L’operazione, a cui hanno contribuito diversi pentiti, ha anche individuato i fiancheggiatori dei boss e gli esattori del pizzo. Dall’inchiesta è emersa una fitta rete di relazioni tra i vertici della cosca, alcuni in contatto con i capi della ‘ndrangheta, e quelli di altre famiglie mafiose della città: diversi i summit organizzati per risolvere i contrasti tra le cosche ascoltati in diretta dagli investigatori grazie alle intercettazioni. L’indagine ha messo in luce momenti di grave frizione tra le diverse anime di Cosa nostra ancora prive di una figura carismatica di riferimento dopo le catture dei padrini latitanti: più volte, nel corso dell’inchiesta, gli inquirenti hanno temuto per un ritorno in armi dei clan. Per il summit più importante degli ultimi anni, ad esempio, i mafiosi avevano scelto un noto ristorante nel quartiere Zen a Palermo: Villa Pensabene. Il 7 febbraio scorso si è riunito lì il nuovo gota della mafia palermitana: intorno al tavolo c’erano Giulio Caporrimo, Giovanni Bosco, Giuseppe Calascibetta (poi assassinato), Alfonso Gambino, Cesare Lupo, Nino Sacco e Giuseppe Arduino. Tra i boss ci furono momenti di tensione tanto da fare temere agli inquirenti, che intercettavano il summit, l’esplosione di una nuova guerra di mafia.

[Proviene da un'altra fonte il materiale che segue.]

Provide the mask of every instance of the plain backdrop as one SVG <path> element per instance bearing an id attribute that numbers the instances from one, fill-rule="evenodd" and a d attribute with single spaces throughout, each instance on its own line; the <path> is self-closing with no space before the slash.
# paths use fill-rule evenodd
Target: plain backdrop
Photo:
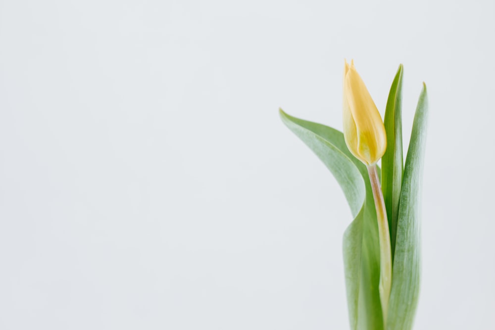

Quando hanno capito che attentati e intimidazioni a potenziali vittime del racket erano ormai imminenti, gli investigatori hanno deciso di intervenire: è stato un blitz dettato dall’urgenza e dall’esigenza di tutelare commercianti e imprenditori, dunque, quello realizzato nell’ambito del provvedimento di fermo disposto dal procuratore aggiunto Antonio Ingroia e dai pm Marcello Viola, Lia Sava, Gaetano Paci, Francesco Del Bene, Annamaria Picozzi e Dario Scaletta. L’inchiesta dei carabinieri è la prosecuzione di un’indagine che negli ultimi tre anni ha disarticolato la cosca dei boss Lo Piccolo. Parallelamente, la polizia valutaria, che a marzo scorso ha arrestato Giuseppe Liga, ritenuto il successore dei Lo Piccolo, ha ricostruito i nuovi assetti criminali del mandamento e ha individuato le ricchezze accumulate dai boss. Dopo l’arresto di Liga, punto di riferimento della cosca sarebbe Calogero Di Stefano, nuovo reggente di Tommaso Natale e gestore del racket e delle scommesse clandestine. Ad affiancarlo Giulio Caporrimo, tornato a ricoprire un ruolo di vertice subito dopo la scarcerazione avvenuta un anno e mezzo fa. Dall’inchiesta è emerso anche che i boss dettavano legge nella gestione del centro commerciale che il presidente del Palermo, Maurizio Zamparini, sta realizzando allo Zen stabilendo chi sarebbe stato assunto e a chi sarebbero andati gli spazi commerciali.

Dall’indagine del Ros, che ha portato in cella quattro esponenti della cosca di Passo Di Rigano, emerge poi che i cosiddetti «scappati», i boss perdenti della guerra di mafia costretti all’esilio negli Usa dai corleonesi di Totò Riina, avessero riacquistato un ruolo di vertice in Cosa nostra. L’inchiesta ha evidenziato l’operatività dei vertici del mandamento e la loro capacità di relazione con i capi delle altre cosche. I fermati sono Giovanni Bosco, parente dello storico boss ucciso Salvatore Inzerillo, Alfonso Gambino, Ignazio Mannino e Matteo Inzerillo, quest’ultimo incaricato di mantenere i rapporti con altri esponenti del mandamento che incontrava utilizzando mezzi dell’azienda municipalizzata dei trasporti di cui è dipendente. Tutti e quattro erano presenti all’importante summit mafioso di Villa Pensabene di febbraio scorso, segno dell’importanza del mandamento nel contesto mafioso palermitano.